I had the pleasure (and challenge) of designing florals for a wedding at the beginning of January using only locally grown ingredients. This one was personal for me. My big brother married his love and I got to play multiple parts (the floral designer, an attendant, and mom of the flower girl).
This bridal bouquet is full of color and texture, and it is something that the bride can keep forever. The purple, gold, and white flowers along with the seedpods were all saved from summer harvests, dried, and set aside with this design in mind.
My sister-in-law-to-be gave me a general color palette and said, "Have at it!" So I got to experiment and try a few new things. Not many brides love the idea of dried flowers for their wedding, but I want to tell (and show) you why they are a beautiful and sustainable option for wintertime.
My sister (who happens to be a photographer), took some photos of the process, so I get to share a little from behind the scenes.

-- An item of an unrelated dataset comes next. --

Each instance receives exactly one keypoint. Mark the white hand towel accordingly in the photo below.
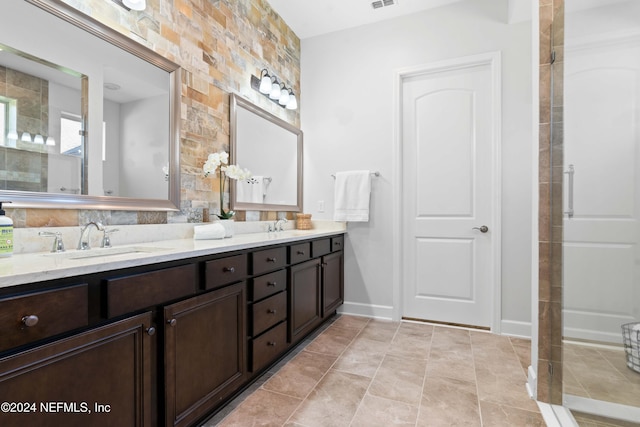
(251, 191)
(351, 198)
(208, 232)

This design uses a huge variety of dried flowers and foliage, including: frosted explosion grass, cress, flax, willow branches, statice, amaranth, larkspur, yarrow, nigella, hydrangea, cilantro, and oregano flowers.

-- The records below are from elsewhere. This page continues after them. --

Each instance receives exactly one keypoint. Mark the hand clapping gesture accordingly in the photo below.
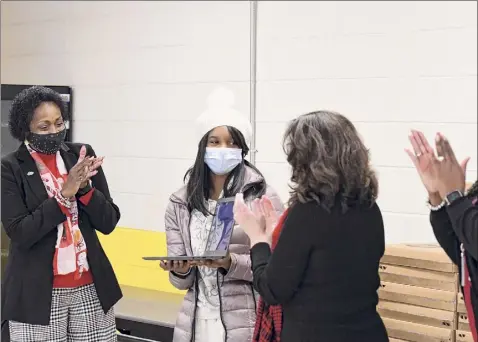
(80, 174)
(440, 173)
(259, 221)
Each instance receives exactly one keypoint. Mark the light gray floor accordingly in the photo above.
(148, 306)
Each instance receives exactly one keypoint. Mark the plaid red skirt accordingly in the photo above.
(269, 317)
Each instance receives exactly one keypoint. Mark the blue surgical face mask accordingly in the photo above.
(222, 160)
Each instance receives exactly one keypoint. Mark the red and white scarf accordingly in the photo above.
(70, 249)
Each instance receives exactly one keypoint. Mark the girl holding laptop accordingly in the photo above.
(220, 304)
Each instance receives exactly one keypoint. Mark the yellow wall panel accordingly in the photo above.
(125, 248)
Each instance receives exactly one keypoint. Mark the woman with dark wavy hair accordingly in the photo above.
(324, 269)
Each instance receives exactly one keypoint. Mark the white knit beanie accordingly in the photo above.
(220, 112)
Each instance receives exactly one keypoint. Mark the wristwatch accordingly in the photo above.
(453, 196)
(84, 191)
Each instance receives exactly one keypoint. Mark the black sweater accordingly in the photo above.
(456, 225)
(324, 273)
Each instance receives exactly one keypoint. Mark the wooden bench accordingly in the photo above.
(146, 314)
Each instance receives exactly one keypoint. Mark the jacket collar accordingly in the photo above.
(250, 177)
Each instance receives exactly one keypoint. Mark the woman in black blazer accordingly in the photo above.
(58, 284)
(324, 268)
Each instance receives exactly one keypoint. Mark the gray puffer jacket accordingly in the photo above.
(237, 298)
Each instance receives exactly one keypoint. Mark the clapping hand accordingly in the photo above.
(80, 173)
(259, 221)
(440, 174)
(450, 173)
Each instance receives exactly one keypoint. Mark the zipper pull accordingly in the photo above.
(463, 266)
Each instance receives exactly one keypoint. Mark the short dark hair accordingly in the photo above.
(198, 177)
(330, 163)
(24, 105)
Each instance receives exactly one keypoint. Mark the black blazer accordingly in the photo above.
(324, 273)
(455, 225)
(30, 219)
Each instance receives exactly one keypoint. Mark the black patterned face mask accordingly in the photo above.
(47, 143)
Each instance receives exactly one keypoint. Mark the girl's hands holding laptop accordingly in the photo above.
(176, 266)
(259, 221)
(220, 263)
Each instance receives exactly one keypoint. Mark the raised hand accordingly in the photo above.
(251, 221)
(77, 175)
(423, 158)
(450, 174)
(271, 217)
(96, 163)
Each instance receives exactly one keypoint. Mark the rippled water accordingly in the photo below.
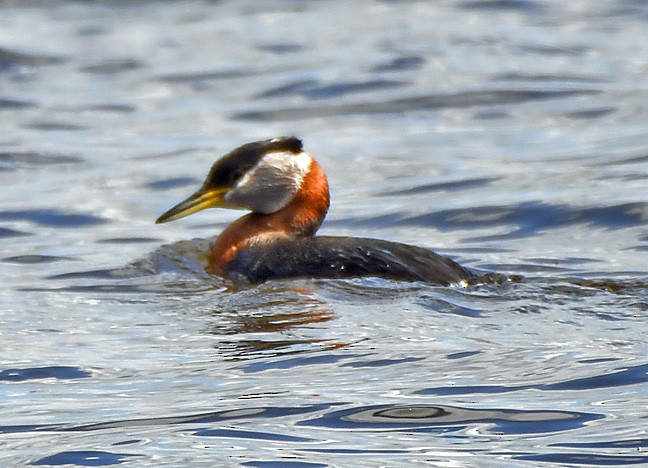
(510, 135)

Using dried flowers in the wintertime requires a little extra planning. I saved most of these flowers from my summer garden and sourced a few bundles from my friend who had saved them from her garden across town.
Left: the completed arbor with me standing under it. Right: the dried flower attendant bouquets with purple and gold flowers made wonderful keepsake gifts.
I attempted to bring a feeling of life and growth to an otherwise cold and sleepy season by creating an arbor design that appears to be growing up and over the arbor. I used chicken wire and floral wire to secure it to the arbor. When I deconstructed it, I was able to save all the wire so it was a completely zero-waste design.
Simple cylindrical vases with a mix of dried flowers and a few stems of fresh blooms grown in my indoor winter bulb garden are an economical way to decorate tables.
The table centerpieces were simple, sparse, and airy arrangements of the same dried flowers and willow branches from the arbor and bouquets with a few stems of fresh amaryllis and paper whites that were forced in my studio. This small touch of fresh flowers and the sparse feel of these centerpieces match the season they were made for. These centerpieces reflect what types of flowers I have at the beginning of January and the quantity that is available in the wintertime.
I'm grateful for the creative license given to me by my brother and sister-in-law to flower up their wedding using local flowers for their January wedding.